The first GOP debate of the new year is coming up, and this the lineup will be a bit different this time. As usual, there will be both an undercard debate and a primetime debate; unlike previous debates, however, only six candidates will be allowed onto the main stage, as opposed to twelve. The lineup hasn't been announced yet, but regardless of who makes the cut, it's likely that one candidate won't make any debate stage again — and that's former Senator Rick Santorum.

Rick Santorum entered the race with high expectations, by which I mean you were probably high if you expected anything significant to come of his candidacy.
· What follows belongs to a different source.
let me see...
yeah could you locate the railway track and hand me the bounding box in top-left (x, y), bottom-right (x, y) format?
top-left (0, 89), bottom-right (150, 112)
Despite being one of the last men standing in the 2012 Republican primary, Santorum hasn't won an actual election since 2000, and his particular brand of social conservatism — you know, the kind that condemns all contraceptive use as morally wrong and considers gay sex and bestiality to be basically the same thing — isn't quite in vogue anymore.

When Santorum announced his candidacy, it begged the question: Could a man whose political fortunes peaked in the 1990s make a splash in 2016? As it turns out, no: Santorum struggled to gain steam from day one, and that never really changed. With Lindsey Graham, George Pataki and Bobby Jindal out of the race, Santorum is now the lowest-polling candidate still in the running, pulling an average of just 0.3 percent.

Santorum's main problem is that for everything he offers the Republican electorate, there's another candidate who offers a more appealing version of it. Blue-collar economic populism was Santorum's thing last time around; now, the much more entertaining Donald Trump has that covered. Santorum is a die-hard social conservative, but hey, you can get all of the same policies from Marco Rubio without any of the explicit bigotry that comes with Santorum. He's hawkish on foreign policy, but hey, so is everybody else in the GOP race. And so on.

Due to his lack of popularity, Santorum has been relegated to the undercard debate every time so far. Every candidate he's shared that stage with has now either dropped out of the race (Jindal, Pataki, Rick Perry) or ascended to the main debate (Chris Christie, Carly Fiorina). The exception is Mike Huckabee, but he only recently joined Santorum at the kid's table; in this sense, one might consider Santorum the "sole survivor" of the undercard debate.

Not that that's much of a consolation. Santorum's days in this race are numbered, and frankly, it's a surprise he hasn't dropped out yet. This could well be his last debate, and if it's not, it may as well be.